Saunders Frances Stonor a dévoilé le programme secret de propagande de la CIA qui, à partir de 1948, fit de la culture une véritable machine de guerre contre l’influence du bloc soviétique en Europe. De considérables moyens humains et financiers ont été employés pour utiliser la littérature, la musique, l’art et la presse comme des armes idéologiques privilégiées en faveur des États-Unis.
L’art contemporain est une création de la CIA. On peut le dater de 1945. En revanche, depuis la révolution orange de Soros de 1968, la culture est sous influence sans que la CIA ait à intervenir directement. Un tour à la Foire Internationale d’Art Contemporain — nommée depuis peu Art Basel — le confirmera : les « créateurs » d’art dit contemporain ne dérangent personne, ni le système politique qui les finance ni le public qui s’en détourne. Déconnecté de toute réalité, l’art est devenu un moyen de blanchir des capitaux. L’État et les banques n’ont rien à craindre de la culture qu’ils subventionnent. En témoigne ce sketch sur l’art contemporain est une pure blague.

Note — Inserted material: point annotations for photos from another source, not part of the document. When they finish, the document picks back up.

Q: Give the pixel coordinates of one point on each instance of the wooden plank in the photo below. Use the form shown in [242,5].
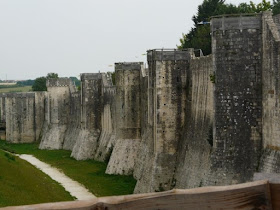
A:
[254,195]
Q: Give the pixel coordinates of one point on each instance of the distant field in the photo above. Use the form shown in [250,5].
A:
[22,184]
[8,84]
[9,89]
[90,173]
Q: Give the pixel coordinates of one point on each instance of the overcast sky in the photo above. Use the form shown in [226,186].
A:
[70,37]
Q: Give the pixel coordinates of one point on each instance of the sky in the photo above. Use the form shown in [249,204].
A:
[70,37]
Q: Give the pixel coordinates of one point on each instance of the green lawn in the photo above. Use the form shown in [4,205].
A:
[21,184]
[90,173]
[7,89]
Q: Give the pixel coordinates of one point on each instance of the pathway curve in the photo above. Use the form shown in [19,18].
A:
[73,187]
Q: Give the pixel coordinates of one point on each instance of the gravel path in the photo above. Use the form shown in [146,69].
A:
[74,188]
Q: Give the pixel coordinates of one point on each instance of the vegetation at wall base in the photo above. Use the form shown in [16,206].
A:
[22,184]
[90,173]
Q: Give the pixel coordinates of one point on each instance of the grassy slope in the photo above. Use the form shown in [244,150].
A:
[89,173]
[21,183]
[8,89]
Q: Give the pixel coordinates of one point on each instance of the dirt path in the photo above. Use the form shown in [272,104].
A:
[74,188]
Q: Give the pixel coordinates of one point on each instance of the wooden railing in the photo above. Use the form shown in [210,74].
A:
[254,195]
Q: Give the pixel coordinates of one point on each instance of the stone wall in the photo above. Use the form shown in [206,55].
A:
[108,120]
[128,120]
[195,147]
[91,110]
[24,116]
[74,122]
[57,112]
[166,115]
[270,72]
[236,48]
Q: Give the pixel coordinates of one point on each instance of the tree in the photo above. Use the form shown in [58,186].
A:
[40,82]
[52,75]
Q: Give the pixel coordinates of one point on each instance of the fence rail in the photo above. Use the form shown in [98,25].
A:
[254,195]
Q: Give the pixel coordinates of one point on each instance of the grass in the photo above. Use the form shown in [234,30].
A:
[21,184]
[8,89]
[90,173]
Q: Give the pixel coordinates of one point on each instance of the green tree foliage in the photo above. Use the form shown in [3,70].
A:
[199,36]
[76,81]
[52,75]
[40,82]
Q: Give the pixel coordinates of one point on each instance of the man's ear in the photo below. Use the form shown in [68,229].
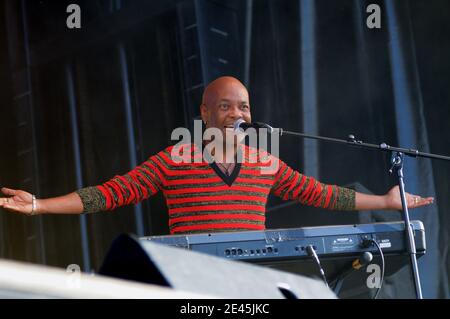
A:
[204,112]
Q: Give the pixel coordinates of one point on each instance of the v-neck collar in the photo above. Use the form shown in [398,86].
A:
[227,179]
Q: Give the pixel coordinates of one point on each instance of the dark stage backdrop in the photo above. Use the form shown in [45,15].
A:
[79,106]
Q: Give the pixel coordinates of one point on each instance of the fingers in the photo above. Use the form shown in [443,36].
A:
[417,201]
[9,191]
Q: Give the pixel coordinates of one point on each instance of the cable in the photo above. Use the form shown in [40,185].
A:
[373,241]
[312,253]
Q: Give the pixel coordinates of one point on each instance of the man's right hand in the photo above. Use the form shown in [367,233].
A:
[16,201]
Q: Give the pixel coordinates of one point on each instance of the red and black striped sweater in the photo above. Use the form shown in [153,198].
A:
[201,198]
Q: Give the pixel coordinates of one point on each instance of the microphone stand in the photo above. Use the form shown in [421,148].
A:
[397,161]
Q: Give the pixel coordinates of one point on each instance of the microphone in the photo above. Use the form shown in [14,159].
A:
[363,260]
[241,124]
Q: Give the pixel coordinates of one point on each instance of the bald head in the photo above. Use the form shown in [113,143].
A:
[224,101]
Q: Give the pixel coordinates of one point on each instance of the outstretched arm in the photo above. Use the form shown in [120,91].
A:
[292,185]
[389,201]
[19,201]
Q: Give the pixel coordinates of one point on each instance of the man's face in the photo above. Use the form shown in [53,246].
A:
[225,102]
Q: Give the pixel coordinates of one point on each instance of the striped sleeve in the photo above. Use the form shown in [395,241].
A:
[292,185]
[137,185]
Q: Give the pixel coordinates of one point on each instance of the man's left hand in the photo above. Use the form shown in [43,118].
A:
[393,200]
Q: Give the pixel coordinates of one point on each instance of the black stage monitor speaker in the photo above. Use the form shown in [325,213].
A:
[148,262]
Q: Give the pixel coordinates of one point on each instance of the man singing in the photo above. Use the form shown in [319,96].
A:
[212,191]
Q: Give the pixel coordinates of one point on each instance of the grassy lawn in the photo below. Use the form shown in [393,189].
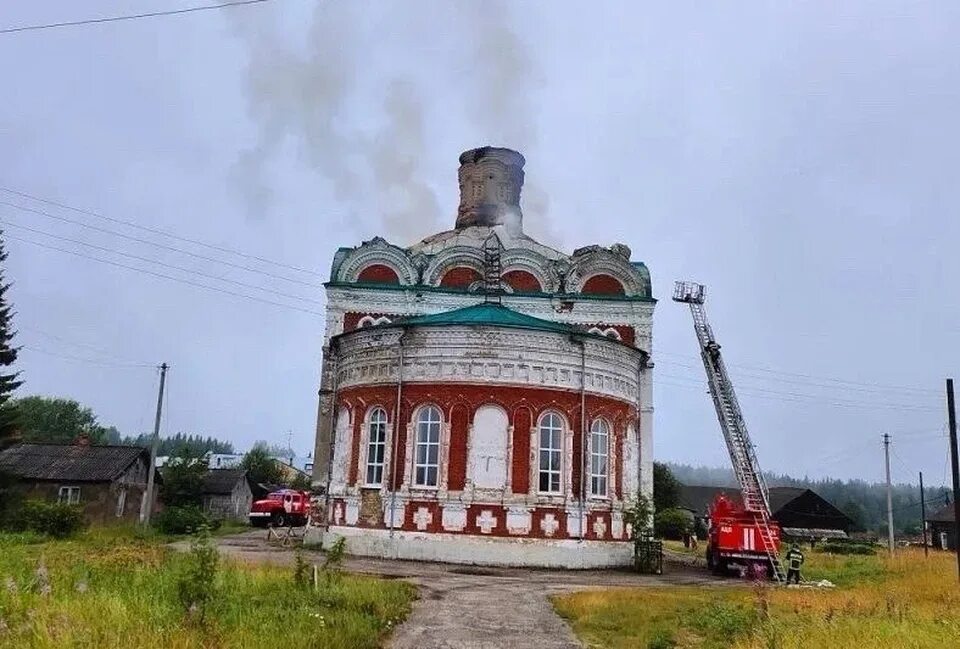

De très nombreuses personnalités du monde littéraire et artistique ont été généreusement rémunérées au moment de la guerre froide après la Seconde Guerre mondiale. Les services secrets américains les ont utilisés par l’intermédiaire d’espions restés inconnus ou de fondations comme la Fondation Ford et la Fondation Rockefeller. Cela n’enlève rien à la valeur des œuvres ce ces intellectuels. Certains étaient conscients de la manipulation, d’autres non. Aujourd’hui plus de besoin de l’aide directe de la CIA, l’art est devenu art officiel et l’État a pris en main la vie intellectuelle et artistique.
Qui menait la danse ? La CIA et la Guerre froide culturelle, Saunders Frances Stonor, traduction de Jean-Paul Batisse, éditions Delga.